Seacats Summer Swim Club competes and practices at the local Columbian Aquatics Center behind Casey's Pub. The team also runs practice out of Eisenhower Pool, a Springfield Park District facility on the east side of town. This summer-only recreational program moved from its previous location due to facility decline and closure a few years ago. With their home facility becoming a safety hazard for competition, the parent-run organization had to move to it's current home at the CAC in 2016. Here this program rebranded its self and became the premiere team in the Mid-State Conference. Boasting three back-to-back summer conference championships in 2017,2018, and 2019, Seacats Swim Club provides the best training, the most coach-to-athlete availability, & training equipment for all athletes. This program works to help other programs within our conference as well as acting as a stepping-stone team from our lesson programs. In addition, the Seacats serve as the recreational version of our club team. Summer swimming is where local athletes first get a chance to fall in love with this sport and/or gain skills for life.
With all of the great things that the Seacats have earned and provided in the local swimming community, you may be asking yourself, "why does this historically successful program need community support?"
The answer to this is simple.

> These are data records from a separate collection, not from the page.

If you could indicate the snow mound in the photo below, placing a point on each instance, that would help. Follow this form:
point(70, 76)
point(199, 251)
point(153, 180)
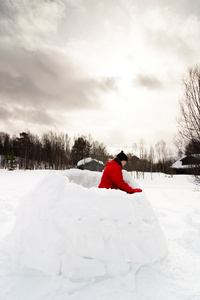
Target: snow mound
point(81, 233)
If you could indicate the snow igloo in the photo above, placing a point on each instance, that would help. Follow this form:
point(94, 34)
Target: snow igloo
point(66, 225)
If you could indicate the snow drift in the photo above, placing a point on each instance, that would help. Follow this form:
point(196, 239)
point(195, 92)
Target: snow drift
point(80, 231)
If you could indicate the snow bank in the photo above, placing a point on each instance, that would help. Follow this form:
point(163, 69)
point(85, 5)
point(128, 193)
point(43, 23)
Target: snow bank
point(80, 232)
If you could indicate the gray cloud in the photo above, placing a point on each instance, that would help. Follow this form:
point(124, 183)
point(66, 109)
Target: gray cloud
point(148, 81)
point(39, 79)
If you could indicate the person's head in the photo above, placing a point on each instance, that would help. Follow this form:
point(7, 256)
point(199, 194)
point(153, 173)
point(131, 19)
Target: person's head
point(123, 158)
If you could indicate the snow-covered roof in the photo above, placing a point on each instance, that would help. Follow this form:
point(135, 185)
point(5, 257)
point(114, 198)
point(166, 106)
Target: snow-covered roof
point(87, 160)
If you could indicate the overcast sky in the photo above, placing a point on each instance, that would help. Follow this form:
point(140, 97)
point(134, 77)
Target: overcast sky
point(109, 68)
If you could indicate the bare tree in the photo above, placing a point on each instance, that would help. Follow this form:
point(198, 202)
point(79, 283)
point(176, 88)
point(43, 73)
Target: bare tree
point(189, 119)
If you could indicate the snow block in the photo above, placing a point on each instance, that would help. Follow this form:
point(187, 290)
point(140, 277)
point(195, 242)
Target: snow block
point(65, 228)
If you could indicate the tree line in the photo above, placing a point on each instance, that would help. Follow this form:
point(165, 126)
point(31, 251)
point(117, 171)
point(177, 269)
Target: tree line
point(55, 151)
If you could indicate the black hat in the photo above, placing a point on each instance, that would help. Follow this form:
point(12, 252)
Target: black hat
point(122, 156)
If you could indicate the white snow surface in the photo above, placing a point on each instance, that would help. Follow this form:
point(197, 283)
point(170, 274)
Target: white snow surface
point(63, 238)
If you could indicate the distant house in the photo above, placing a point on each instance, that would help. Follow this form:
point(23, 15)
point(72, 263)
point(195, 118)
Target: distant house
point(189, 164)
point(90, 164)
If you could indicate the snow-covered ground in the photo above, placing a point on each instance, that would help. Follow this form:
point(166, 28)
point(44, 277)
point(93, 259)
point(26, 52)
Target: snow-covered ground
point(62, 238)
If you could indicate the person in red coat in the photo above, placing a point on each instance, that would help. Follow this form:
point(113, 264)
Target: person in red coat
point(112, 175)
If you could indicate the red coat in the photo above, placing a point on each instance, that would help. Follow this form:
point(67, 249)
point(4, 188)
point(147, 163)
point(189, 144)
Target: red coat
point(112, 178)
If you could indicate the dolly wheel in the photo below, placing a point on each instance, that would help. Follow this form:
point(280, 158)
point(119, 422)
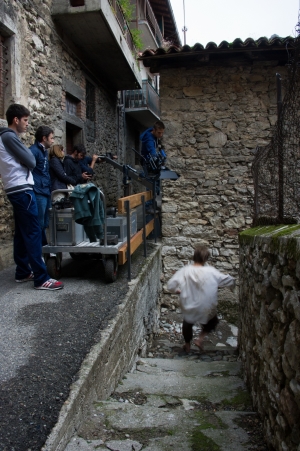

The program is facing challenges due to new responsibilities placed on the club. CAC is a private club with a member-driven pool and is focused on leisure swimming. Therefore, the Seacats Swim Club is not a focus of the facility.
In the past, Seacats programs were able to run with only a one-time fee from each swimmer, with the goal of a short eight-week recreational season. This was enough for the team to thrive without sponsorship. With the move to a new facility, the team is now responsible for the upkeep of all items used to run our program, unlike before. Some of these items (i.e. lane lines, blocks, timing systems, clocks.) are extremely expensive upfront but last a minimum of 10 years or more. These pieces of equipment are essential to running a successful program but cost more than the program can afford on its own.